Perché creare confini sembra difficile
Stabilire dei limiti può attivare paure profonde: il timore del rifiuto, del conflitto, dell’abbandono o di essere considerati egoisti.
Molto spesso impariamo fin da piccoli che per mantenere il legame è necessario adattarsi. Forse cercavamo di mantenere la pace. Forse eravamo “quelli responsabili” o “quelli che non danno problemi”. Questi ruoli ci hanno aiutati a sentirci al sicuro e a appartenere. A un certo punto, potremmo aver interiorizzato l’idea che amare significhi dire sempre di sì.
Quegli schemi avevano senso allora. Ma nelle relazioni adulte possono generare risentimento o distanza: accettare quando vorremmo rifiutare, assorbire emozioni che non ci appartengono, evitare conversazioni difficili. Alcuni segnali che indicano che i tuoi confini potrebbero aver bisogno di essere rafforzati sono:
I segnali che indicano che i tuoi confini potrebbero aver bisogno di essere rafforzati sono:
la tendenza a compiacere continuamente gli altri
il sentirti responsabile delle emozioni altrui
la sensazione di essere dato per scontato
Spesso i confini si avvertono prima ancora di essere espressi. Il corpo può mandare segnali chiari: una stretta al petto, la mascella serrata, una sensazione di chiusura o di ritiro nella relazione. Imparare ad ascoltare questi segnali è spesso il primo passo per accorgersi che un limite sta per essere superato.
I confini creano relazioni migliori
I sani confini nelle coppie e nelle famiglie non riducono l'amore ma diminuiscono la confusione. Quando esprimi chiaramente i tuoi bisogni, rispetti i tuoi limiti e accetti le differenze senza panico, crei relazioni basate sull'onestà piuttosto che sull'obbligo.

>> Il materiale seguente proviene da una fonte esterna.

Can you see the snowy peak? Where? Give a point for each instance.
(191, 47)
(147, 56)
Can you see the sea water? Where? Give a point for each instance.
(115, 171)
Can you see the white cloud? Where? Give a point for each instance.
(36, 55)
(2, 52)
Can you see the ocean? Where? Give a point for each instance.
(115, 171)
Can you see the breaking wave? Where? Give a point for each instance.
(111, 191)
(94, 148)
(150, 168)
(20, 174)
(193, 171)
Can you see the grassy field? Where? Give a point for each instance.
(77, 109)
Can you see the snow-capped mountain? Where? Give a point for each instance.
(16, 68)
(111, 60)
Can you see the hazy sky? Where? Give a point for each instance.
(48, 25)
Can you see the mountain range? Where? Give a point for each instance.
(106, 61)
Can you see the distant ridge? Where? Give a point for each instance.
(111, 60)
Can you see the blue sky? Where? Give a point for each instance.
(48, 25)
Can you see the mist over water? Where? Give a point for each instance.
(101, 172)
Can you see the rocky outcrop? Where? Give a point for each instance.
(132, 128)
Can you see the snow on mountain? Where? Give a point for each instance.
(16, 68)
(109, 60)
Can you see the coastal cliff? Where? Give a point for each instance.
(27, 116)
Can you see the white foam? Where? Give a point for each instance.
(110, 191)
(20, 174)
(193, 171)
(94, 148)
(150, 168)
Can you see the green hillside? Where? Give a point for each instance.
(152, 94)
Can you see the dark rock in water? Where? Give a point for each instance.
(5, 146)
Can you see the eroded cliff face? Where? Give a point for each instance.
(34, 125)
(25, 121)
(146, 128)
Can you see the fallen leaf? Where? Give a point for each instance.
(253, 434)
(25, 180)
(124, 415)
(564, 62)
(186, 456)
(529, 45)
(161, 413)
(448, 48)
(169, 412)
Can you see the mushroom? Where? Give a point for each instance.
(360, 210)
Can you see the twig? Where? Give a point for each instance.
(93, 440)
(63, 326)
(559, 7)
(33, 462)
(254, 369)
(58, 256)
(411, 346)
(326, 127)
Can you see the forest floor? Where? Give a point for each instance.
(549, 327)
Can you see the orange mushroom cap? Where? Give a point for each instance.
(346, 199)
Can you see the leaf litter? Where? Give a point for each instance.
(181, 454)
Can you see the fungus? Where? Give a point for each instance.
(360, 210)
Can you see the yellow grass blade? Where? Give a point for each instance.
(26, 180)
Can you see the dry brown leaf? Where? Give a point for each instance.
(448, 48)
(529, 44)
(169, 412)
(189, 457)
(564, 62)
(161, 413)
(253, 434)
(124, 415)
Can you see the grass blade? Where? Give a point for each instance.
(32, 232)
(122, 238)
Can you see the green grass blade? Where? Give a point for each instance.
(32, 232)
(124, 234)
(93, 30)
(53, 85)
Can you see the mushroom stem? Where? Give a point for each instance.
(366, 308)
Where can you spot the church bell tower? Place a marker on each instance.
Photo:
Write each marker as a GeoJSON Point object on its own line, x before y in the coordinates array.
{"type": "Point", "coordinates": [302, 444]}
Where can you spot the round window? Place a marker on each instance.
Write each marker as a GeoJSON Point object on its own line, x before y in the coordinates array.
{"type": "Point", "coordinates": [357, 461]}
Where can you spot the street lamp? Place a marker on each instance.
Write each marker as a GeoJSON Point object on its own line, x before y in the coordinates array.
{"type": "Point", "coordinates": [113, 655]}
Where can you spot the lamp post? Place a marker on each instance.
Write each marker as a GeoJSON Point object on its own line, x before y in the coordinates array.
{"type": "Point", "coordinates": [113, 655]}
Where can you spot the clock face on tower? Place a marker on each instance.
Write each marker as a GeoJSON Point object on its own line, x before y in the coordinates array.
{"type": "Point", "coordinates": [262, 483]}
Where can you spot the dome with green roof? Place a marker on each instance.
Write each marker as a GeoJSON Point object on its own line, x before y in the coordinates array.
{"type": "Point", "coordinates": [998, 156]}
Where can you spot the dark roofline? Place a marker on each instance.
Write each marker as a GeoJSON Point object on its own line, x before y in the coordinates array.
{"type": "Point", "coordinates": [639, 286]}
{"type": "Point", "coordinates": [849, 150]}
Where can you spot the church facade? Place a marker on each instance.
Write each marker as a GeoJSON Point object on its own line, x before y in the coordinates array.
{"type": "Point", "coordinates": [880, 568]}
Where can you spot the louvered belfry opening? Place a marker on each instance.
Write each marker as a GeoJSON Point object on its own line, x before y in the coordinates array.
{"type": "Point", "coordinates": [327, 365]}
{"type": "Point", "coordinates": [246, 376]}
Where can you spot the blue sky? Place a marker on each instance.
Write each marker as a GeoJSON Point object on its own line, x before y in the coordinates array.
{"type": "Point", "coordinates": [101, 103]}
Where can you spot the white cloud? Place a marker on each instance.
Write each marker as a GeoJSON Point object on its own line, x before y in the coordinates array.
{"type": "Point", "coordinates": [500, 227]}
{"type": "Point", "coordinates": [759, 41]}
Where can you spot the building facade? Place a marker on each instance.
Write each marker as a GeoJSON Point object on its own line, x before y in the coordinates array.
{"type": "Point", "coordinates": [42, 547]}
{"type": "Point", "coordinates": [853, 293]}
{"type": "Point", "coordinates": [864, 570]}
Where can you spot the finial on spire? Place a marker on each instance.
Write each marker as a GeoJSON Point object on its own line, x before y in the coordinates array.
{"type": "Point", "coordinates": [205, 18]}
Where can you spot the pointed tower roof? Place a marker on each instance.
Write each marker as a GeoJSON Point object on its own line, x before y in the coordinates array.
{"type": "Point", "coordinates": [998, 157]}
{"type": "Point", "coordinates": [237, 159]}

Nella terapia Gestalt possiamo esplorare i tuoi schemi e notare:
Dove senti di sovraccaricarti
Ciò che temi possa accadere se esprimi i tuoi bisogni
Come si manifesta il conflitto nel tuo corpo
Da qui possono emergere nuove modalità di risposta, più consapevoli, che proteggono sia la connessione con l’altro sia il tuo senso di te.
Se fai fatica a stabilire limiti nelle tue relazioni, il counselling può aiutarti a trovare un modo di stare in relazione in cui la vicinanza non compromette i tuoi bisogni, la tua autenticità e il tuo equilibrio.